The evolution of stimulated Brillouin scattering (SBS) driven by broadband lasers in high-Z plasmas is investigated using one-dimensional collisional particle-in-cell simulations. The temporal incoherence of broadband lasers modulates the pump intensity, generating stochastic intensity pulses that intermittently drive SBS. The shortened coherence time weakens the three-wave coupling and continuously reduces the temporal growth rate, while the saturated reflectivity remains nearly unchanged until the bandwidth exceeds a critical threshold. Simulations with varying laser intensities and bandwidths reveal a consistent scaling behavior, indicating that effective suppression occurs only when the laser bandwidth exceeds the temporal growth rate of SBS by several tens of times. Comparative simulations in Au and AuB plasmas exhibit similar suppression trends, with AuB showing reduced SBS growth rate and reflectivity, and the onset of suppression occurring at a lower bandwidth. These findings elucidate the coupled dependence of SBS mitigation on bandwidth and laser intensity in high-Z plasmas, offering useful guidance for optimizing broadband laser designs in inertial confinement fusion.

Figures (6)

• Figure 1: Temporal and spectral characteristics of the incident lasers with different bandwidths. The left panels show the time-dependent electric field profiles for bandwidths of 0 %, 0.3%, 0.6%, 1.2%, and 2.4% relative to the central frequency. The right panels present the corresponding power spectra obtained by Fourier transform, confirming that the broadband laser fields used in the simulations reproduce the designed bandwidth.
• Figure 2: Comparison of the temporal evolution of SBS reflectivity and the corresponding laser intensity for (a) a monochromatic laser and (b) a broadband laser with $\Delta\omega / \omega_0 = 0.6\%$ in Au plasmas at a laser intensity of $I = 1\times10^{15}\,\mathrm{W/cm^2}$.

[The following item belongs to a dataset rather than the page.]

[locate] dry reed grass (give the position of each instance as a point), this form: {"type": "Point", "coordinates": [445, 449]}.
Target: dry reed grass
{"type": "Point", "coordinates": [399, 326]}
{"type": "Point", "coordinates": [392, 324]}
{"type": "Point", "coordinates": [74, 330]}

• Figure 3: Dependence of SBS reflectivity and growth rate on laser bandwidth in Au plasmas at a fixed laser intensity of $I = 1\times10^{15}\,\mathrm{W/cm^2}$. (a) Temporal evolution of SBS reflectivity for different bandwidths. (b) Time-averaged SBS reflectivity $R$ and (c) temporal growth rate $\gamma/\omega_0$ as functions of laser bandwidth $\Delta\omega/\omega_0$.
• Figure 4: Temporal evolution of SBS reflectivity in Au plasmas for different laser bandwidths and incident laser intensities.
• Figure 5: Dependence of normalized SBS reflectivity $R/R_0$ on the scaled bandwidth $\Delta\omega/\gamma_0$ for Au and AuB plasmas at different laser intensities. Here, $R_0$ and $\gamma_0$ denote the saturated reflectivity and the temporal growth rate of SBS under monochromatic conditions, respectively, with each intensity having its own corresponding $R_0$ and $\gamma_0$. The symbols $5I_{14}$, $I_{15}$, $2I_{15}$, and $4I_{15}$ correspond to incident laser intensity of $5\times10^{14}$, $1\times10^{15}$, $2\times10^{15}$, and $4\times10^{15}\,\mathrm{W/cm^2}$, respectively.